Currently, they use GPT-3.5 but are considering integrating GPT-4 and other models in the future. They also have fallback plans for clients who prefer not to use OpenAI by employing internal or open-source models trained on smaller datasets.
Jeffrey's Insights:
The key to their system's effectiveness is breaking down problems sufficiently, allowing them to guide the model to make specific decisions like chart type selection.
GPT models can be overwhelmed by too much information, hence their method of providing contextual prompts and breaking down tasks results in a higher quality output.
Swyx's Questions & Insights:
Swyx was interested in their experience with LangChain and their choice of databases.
Joe mentioned they have been using embedding or vector search in production for a while with Postgres, and recently shifted to PG Vector.
Swyx highlighted the importance of separating taxonomies from actual data to ensure data protection and prevent prompt injection.
In essence, the discussion revolved around the intricacies of implementing a chatbot, the choice of models, and ensuring both efficiency and security in their system.

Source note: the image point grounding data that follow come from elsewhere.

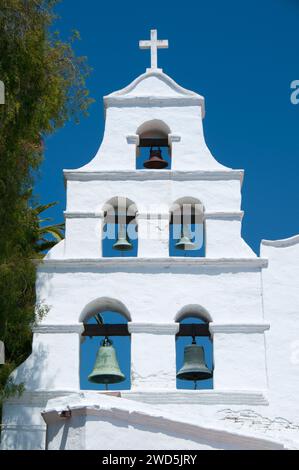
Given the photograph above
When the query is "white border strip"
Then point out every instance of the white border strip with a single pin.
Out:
(145, 175)
(231, 328)
(285, 242)
(154, 328)
(163, 263)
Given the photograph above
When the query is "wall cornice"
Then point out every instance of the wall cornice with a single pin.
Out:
(231, 328)
(59, 328)
(157, 175)
(283, 243)
(230, 215)
(154, 328)
(157, 263)
(200, 397)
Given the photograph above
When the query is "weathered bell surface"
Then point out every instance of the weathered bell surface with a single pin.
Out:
(122, 243)
(106, 369)
(194, 367)
(155, 161)
(185, 242)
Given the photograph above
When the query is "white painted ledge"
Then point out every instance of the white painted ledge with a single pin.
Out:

Unpacking Future Potential: Behavioral AI and Predictive Patterns
Audience member inquires about a novel model, hinting at an "Amplitude GPT", trained on user behavior data and wonders about its capabilities. Jeffrey elucidates the potential of such models. He anticipates superior predictive capabilities, especially predicting user group behaviors, such as churning, purchasing, or upselling. Jeffrey's vision extends to understanding deeper patterns in sessions, enabling unsupervised categorization of users based on future outcomes. This would assist in discerning the reasons behind behavioral disparities and attempt to answer challenging questions on causation in product analytics. Furthermore, Jeffrey highlights the challenges of data interpretation in tools that automatically record user sessions due to the noise in data. Ideally, a perfect behavioral model could interpret such data, eliminating the need for manual instrumentation. While such a model is still in the realm of speculation, the aspiration is to make the analytics process seamless and more intuitive in the future. The conversation concludes with Swyx expressing gratitude to the listeners.